Potential Improvements to Spaced Repetition

Spaced repetition is not super widespread. It’s popular among med school students and language learners, but frequently people find the benefits outweighed by the costs, the friction too high, and they stop.

I believe the following are the most pressing issues to solve for spaced repetition to allow for wider adoption:

  1. Card creation: Zero friction card creation
  2. Card creation: Good cards by default
  3. Card maintenance: Eject bad cards quickly
  4. Schedule flexibility: Allow people to study more
  5. Schedule flexibility: Allow people to study less
  6. Review friction: Bring the reviews to the users

If we solve these six issues, I think that could open up spaced repetition to a much wider audience. In this snippet I’ll elaborate briefly on all six ideas. I then also want to share one additional idea, which I think is the most important issue to solve for improving spaced repetition for existing users:

  1. SRS that understands card connections

Let’s dive right in.

1. Card creation: Zero friction card creation

We need to make it so easy to create new flashcards that it becomes as common and quick as making a Google search.

People tend to use spaced repetition systems in one of two ways. They either create cards themselves, one by one, or they import existing decks of flash cards made by someone else. My hunch is that the latter use case is currently more common, because for most people creating a deck of cards themself is too much friction.

Deck reuse can be a good thing; if there is a high quality deck for precisely what you want to learn, it can save you a lot of time just using that deck rather than making a new one. I think we need to change this, though. We need to reduce the friction to creating new cards substantially. This is because so much of what people learn is specific to their own experiences – the articles they read, the vocabulary that interests them, the specific things they find important to remember.
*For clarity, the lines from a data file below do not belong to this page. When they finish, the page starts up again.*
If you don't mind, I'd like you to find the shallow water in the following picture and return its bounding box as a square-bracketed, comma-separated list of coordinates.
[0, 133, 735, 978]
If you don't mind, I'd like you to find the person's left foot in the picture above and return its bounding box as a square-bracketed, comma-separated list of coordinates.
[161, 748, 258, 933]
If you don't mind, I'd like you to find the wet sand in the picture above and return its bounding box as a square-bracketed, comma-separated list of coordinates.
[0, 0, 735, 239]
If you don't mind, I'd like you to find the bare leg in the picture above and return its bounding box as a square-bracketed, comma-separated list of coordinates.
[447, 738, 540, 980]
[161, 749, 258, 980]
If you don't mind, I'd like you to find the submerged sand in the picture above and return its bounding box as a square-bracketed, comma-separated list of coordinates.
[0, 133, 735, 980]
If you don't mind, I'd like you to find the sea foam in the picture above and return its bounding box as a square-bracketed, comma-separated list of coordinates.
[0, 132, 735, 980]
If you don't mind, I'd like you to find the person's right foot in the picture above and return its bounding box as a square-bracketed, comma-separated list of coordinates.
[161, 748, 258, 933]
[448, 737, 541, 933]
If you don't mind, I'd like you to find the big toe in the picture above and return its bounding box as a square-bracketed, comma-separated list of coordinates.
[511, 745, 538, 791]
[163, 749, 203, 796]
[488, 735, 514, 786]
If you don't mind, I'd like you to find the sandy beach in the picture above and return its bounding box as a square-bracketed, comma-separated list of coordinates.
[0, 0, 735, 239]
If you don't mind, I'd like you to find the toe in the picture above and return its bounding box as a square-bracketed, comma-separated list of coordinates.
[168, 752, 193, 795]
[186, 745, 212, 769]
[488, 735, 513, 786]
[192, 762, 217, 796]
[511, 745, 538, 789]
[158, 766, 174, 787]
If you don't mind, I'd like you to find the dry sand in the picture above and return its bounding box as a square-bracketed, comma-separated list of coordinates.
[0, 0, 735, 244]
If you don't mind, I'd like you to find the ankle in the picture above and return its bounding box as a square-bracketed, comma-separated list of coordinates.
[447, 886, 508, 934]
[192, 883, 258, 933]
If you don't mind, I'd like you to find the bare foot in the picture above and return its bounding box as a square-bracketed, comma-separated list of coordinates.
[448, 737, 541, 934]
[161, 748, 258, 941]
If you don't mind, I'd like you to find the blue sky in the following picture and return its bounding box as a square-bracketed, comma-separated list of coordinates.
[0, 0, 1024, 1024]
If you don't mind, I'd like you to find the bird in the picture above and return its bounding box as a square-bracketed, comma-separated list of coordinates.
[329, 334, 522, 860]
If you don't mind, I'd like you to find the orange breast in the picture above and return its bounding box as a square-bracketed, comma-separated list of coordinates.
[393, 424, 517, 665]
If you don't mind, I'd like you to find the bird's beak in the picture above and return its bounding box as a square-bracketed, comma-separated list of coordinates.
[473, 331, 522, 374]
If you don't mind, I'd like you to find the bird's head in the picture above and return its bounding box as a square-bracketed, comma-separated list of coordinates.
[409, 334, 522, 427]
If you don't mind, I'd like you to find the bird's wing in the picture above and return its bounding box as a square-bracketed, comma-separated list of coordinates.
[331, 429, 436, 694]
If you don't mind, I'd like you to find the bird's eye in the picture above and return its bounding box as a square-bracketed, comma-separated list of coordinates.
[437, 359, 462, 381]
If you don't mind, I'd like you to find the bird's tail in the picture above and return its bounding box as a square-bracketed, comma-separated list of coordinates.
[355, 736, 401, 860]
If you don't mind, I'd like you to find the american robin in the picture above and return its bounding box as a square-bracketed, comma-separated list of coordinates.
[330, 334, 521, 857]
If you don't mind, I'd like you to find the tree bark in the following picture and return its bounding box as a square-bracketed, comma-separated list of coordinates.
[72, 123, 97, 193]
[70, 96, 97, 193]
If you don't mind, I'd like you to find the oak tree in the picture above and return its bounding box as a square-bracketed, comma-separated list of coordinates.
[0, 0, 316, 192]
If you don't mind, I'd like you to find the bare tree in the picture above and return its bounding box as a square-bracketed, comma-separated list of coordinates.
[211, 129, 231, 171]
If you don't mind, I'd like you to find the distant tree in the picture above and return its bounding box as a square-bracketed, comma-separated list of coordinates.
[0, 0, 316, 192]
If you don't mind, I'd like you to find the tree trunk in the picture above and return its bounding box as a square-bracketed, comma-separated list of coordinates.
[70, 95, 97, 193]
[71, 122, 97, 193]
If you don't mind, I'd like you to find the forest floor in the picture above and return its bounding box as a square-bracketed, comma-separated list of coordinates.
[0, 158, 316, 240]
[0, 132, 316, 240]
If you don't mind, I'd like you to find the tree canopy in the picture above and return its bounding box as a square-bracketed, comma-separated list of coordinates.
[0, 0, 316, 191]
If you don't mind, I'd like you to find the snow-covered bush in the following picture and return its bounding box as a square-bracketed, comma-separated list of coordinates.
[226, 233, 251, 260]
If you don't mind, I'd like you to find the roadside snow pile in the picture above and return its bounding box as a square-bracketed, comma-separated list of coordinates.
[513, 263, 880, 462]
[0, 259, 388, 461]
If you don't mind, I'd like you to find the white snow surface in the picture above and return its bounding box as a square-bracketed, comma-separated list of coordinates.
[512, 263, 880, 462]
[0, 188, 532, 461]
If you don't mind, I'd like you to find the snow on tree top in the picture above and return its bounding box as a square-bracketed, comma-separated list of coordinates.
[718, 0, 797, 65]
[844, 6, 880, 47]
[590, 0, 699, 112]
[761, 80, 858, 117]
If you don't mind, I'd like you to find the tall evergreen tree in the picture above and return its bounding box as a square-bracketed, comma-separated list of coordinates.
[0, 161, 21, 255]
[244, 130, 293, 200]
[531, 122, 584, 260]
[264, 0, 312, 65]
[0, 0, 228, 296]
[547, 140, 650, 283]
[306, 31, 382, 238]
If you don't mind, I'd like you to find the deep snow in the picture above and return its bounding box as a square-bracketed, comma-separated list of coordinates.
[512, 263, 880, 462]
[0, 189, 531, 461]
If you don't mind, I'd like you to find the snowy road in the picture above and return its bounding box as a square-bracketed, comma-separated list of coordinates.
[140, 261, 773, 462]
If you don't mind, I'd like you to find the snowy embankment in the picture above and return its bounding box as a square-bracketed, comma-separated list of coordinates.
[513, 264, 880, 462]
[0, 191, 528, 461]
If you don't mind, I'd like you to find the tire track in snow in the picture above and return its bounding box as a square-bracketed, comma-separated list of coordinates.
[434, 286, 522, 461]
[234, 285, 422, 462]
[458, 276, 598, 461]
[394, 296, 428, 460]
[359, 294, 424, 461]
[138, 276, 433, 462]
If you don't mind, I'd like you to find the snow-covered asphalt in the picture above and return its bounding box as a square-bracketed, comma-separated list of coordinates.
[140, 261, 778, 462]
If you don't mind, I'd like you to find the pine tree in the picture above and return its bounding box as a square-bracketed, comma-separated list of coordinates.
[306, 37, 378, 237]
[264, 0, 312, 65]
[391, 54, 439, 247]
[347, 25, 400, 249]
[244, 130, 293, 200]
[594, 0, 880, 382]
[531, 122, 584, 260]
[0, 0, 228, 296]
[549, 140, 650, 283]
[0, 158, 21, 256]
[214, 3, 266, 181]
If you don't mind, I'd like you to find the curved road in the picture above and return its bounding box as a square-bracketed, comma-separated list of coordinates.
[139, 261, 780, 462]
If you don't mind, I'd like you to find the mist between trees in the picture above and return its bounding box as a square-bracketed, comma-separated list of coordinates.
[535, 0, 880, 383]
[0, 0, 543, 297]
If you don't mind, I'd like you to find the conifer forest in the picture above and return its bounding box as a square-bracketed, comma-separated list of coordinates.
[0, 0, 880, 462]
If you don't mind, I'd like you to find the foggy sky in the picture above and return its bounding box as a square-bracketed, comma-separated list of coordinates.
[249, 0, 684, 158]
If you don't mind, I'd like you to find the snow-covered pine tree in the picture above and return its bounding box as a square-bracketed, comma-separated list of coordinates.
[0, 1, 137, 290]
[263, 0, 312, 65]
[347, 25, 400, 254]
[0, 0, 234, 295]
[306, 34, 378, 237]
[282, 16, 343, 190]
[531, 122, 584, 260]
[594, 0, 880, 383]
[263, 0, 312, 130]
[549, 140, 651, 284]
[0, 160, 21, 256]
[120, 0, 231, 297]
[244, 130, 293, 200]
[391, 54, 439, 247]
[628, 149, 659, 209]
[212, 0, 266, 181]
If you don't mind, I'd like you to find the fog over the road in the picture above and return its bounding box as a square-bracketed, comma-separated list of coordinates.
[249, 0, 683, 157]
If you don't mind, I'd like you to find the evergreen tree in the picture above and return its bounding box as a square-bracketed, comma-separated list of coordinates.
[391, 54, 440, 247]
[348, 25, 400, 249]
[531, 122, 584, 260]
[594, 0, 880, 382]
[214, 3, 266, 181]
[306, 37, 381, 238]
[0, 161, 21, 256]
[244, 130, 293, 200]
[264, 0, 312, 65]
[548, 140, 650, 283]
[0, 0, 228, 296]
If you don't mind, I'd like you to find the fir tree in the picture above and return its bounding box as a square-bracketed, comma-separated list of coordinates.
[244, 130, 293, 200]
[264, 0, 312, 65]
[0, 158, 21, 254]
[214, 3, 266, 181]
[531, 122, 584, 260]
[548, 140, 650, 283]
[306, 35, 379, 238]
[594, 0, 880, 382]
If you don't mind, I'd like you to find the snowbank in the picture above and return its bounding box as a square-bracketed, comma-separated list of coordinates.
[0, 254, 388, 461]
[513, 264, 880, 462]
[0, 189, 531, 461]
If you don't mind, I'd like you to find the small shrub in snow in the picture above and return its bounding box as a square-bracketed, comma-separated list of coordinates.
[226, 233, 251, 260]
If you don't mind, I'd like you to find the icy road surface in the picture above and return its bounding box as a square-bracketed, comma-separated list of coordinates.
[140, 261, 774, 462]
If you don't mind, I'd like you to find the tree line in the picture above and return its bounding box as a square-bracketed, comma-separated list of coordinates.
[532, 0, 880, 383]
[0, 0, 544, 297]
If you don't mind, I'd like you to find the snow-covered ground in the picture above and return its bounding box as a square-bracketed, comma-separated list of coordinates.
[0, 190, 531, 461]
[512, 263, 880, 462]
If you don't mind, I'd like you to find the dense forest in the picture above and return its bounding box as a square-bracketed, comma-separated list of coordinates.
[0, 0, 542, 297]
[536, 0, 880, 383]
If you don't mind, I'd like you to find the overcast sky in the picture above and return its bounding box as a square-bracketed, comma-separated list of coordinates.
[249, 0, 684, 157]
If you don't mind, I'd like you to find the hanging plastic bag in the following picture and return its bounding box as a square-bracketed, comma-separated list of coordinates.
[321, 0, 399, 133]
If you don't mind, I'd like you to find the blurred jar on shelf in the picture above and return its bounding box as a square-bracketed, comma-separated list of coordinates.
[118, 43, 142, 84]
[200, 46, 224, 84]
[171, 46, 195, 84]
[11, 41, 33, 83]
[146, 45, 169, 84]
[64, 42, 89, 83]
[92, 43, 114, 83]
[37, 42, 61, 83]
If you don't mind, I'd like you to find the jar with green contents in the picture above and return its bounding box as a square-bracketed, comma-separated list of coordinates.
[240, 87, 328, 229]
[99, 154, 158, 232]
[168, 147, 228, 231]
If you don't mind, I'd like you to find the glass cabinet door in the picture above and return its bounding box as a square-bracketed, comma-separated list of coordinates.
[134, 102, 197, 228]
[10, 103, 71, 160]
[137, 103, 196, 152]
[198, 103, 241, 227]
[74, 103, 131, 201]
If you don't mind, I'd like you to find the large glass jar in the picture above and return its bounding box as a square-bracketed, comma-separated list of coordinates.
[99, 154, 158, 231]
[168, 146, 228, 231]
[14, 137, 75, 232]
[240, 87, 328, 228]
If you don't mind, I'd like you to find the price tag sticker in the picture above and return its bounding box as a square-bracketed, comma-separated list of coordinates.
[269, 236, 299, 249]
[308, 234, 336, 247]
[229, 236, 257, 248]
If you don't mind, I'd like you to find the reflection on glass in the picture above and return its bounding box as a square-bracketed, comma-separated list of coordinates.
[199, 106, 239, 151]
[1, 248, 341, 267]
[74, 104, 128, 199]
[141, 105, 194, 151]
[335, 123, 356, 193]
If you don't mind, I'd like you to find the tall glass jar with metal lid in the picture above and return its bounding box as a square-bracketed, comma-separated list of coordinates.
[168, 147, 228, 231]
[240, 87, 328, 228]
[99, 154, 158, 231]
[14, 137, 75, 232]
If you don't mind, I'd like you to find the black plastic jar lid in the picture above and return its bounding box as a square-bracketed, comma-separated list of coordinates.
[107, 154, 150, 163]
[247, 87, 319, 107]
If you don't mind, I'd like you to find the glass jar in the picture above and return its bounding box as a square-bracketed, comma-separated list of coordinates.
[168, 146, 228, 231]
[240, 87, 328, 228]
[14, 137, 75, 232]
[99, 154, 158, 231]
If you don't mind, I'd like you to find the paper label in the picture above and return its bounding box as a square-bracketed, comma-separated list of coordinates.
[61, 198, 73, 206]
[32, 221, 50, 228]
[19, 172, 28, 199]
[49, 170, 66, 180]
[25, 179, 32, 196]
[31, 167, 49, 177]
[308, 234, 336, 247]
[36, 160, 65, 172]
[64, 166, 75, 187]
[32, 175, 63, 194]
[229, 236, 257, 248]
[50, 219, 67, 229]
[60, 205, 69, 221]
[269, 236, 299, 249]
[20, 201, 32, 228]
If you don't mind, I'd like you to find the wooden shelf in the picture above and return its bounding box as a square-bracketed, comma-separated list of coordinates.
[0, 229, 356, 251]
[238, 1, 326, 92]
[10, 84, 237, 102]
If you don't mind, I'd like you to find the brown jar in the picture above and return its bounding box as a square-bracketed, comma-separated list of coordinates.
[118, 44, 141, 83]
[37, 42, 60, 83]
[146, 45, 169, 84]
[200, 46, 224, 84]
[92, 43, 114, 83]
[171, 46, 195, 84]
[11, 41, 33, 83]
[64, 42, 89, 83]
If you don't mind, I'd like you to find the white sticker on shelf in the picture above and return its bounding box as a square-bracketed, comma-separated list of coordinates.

Machine learning and automation will each play critical roles here. Here are some ideas:

  • Create cards just by highlighting the important fact you want to remember. I do this today using Browserflow. If I highlight a phrase and press “c”, a flashcard is created with the sentence containing the highlight, with the highlighted part masked out.
  • Machine learning can be used to improve the quality of the generated cards, for example by ensuring the card has all the necessary context from the website to make sense on its own.
  • Create cards just by browsing the web. Using machine learning, we can generate flashcards from the websites you visit and the search queries you make. I believe we can design a user interface that requires minimal effort from the user and still generates high quality cards that the user cares about and wants to study.

2. Card creation: Good cards by default

When people create flashcards for themselves, they often create bad cards. A good card is a card that is small, meaningful, and connected. It’s quick to recall or quick to fail, but either way doesn’t bog down the person studying. When people have cards that are too big, they get bogged down, review sessions become a chore, and people drop the habit of spaced repetition.

One way to ensure good cards by default is to build good properties directly into the low friction card generators. Fill-in-the-blank cards generated by the highlighting method mentioned above are usually good by default. Image occlusion cards that blank out a small piece of text make good cards, and a tool can steer people toward making these good kinds of cards.

A common failure mode is to make open ended cards or cards with long answers. My suspicion is that these cards lower the effectiveness of spaced repetition and lead to people dropping the habit.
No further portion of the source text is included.